Parameters: `resource_id` (required)
- **`query_dataset_data`** - Query data from a dataset via the Tabular API. Finds a dataset, retrieves its resources, and fetches rows to answer questions.
Parameters: `question` (required), `dataset_id` (optional), `dataset_query` (optional), `limit_per_resource` (optional, default: 100)
Note: Either `dataset_id` or `dataset_query` must be provided. Works for CSV/XLS resources within Tabular API size limits (CSV ≤ 100 MB, XLSX ≤ 12.5 MB).
- **`download_and_parse_resource`** - Download and parse a resource that is not accessible via Tabular API (files too large, formats not supported, external URLs).
Parameters: `resource_id` (required), `max_rows` (optional, default: 1000), `max_size_mb` (optional, default: 500)
Supported formats: CSV, CSV.GZ, JSON, JSONL. Useful for files exceeding Tabular API limits or formats not supported by Tabular API.
- **`get_metrics`** - Get metrics (visits, downloads) for a dataset and/or a resource.
Parameters: `dataset_id` (optional), `resource_id` (optional), `limit` (optional, default: 12, max: 100)
Returns monthly statistics including visits and downloads, sorted by month in descending order (most recent first). At least one of `dataset_id` or `resource_id` must be provided. **Note:** This tool only works with the production environment (`DATAGOUV_ENV=prod`). The Metrics API does not have a demo/preprod environment.
## 🧪 Tests
### Automated Tests with pytest
Run the tests with pytest (these cover helper modules; the MCP server wiring is best exercised via the MCP Inspector):
```shell
# Run all tests
uv run pytest
# Run with verbose output
uv run pytest -v
# Run specific test file
uv run pytest tests/test_tabular_api.py
# Run with custom resource ID
RESOURCE_ID=3b6b2281-b9d9-4959-ae9d-c2c166dff118 uv run pytest tests/test_tabular_api.py
# Run with prod environment
DATAGOUV_ENV=prod uv run pytest
```
### Interactive Testing with MCP Inspector
Use the official [MCP Inspector](https://modelcontextprotocol.io/docs/tools/inspector) to interactively test the server tools and resources.
Prerequisites:
- Node.js with `npx` available
Steps:
1. Start the MCP server (see above)
2. In another terminal, launch the inspector:
```shell
npx @modelcontextprotocol/inspector --http-url "http://127.0.0.1:${MCP_PORT}/mcp"
```
Adjust the URL if you exposed the server on another host/port.
## 🤝 Contributing
### 🧹 Code Linting and Formatting
This project follows PEP 8 style guidelines using [Ruff](https://astral.sh/ruff/) for linting and formatting.

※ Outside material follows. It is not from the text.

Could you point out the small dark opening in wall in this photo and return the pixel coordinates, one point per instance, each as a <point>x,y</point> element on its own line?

**Either running these commands manually or [installing the pre-commit hook](#-pre-commit-hooks) is required before submitting contributions.**
```shell
# Lint and sort imports, and format code
uv run ruff check --select I --fix && uv run ruff format
```
### 🔗 Pre-commit Hooks
This repository uses a [pre-commit](https://pre-commit.com/) hook which lint and format code before each commit. **Installing the pre-commit hook is required for contributions.**
**Install pre-commit hooks:**
```shell
uv run pre-commit install
```
The pre-commit hook that automatically:
- Check YAML syntax
- Fix end-of-file issues
- Remove trailing whitespace
- Check for large files
- Run Ruff linting and formatting
### 🏷️ Releases and versioning
The release process uses the [`tag_version.sh`](tag_version.sh) script to create git tags, GitHub releases and update [CHANGELOG.md](CHANGELOG.md) automatically. Package version numbers are automatically derived from git tags using [setuptools_scm](https://github.com/pypa/setuptools_scm), so no manual version updates are needed in `pyproject.toml`.
**Prerequisites**: [GitHub CLI](https://cli.github.com/) must be installed and authenticated, and you must be on the main branch with a clean working directory.
```shell
# Create a new release
./tag_version.sh <version>
# Example
./tag_version.sh 2.5.0
# Dry run to see what would happen
./tag_version.sh 2.5.0 --dry-run
```
The script automatically:
- Extracts commits since the last tag and formats them for CHANGELOG.md
- Identifies breaking changes (commits with `!:` in the subject)
- Creates a git tag and pushes it to the remote repository
- Creates a GitHub release with the changelog content
## 📄 License
This project is licensed under the MIT License - see the [LICENSE](LICENSE) file for details.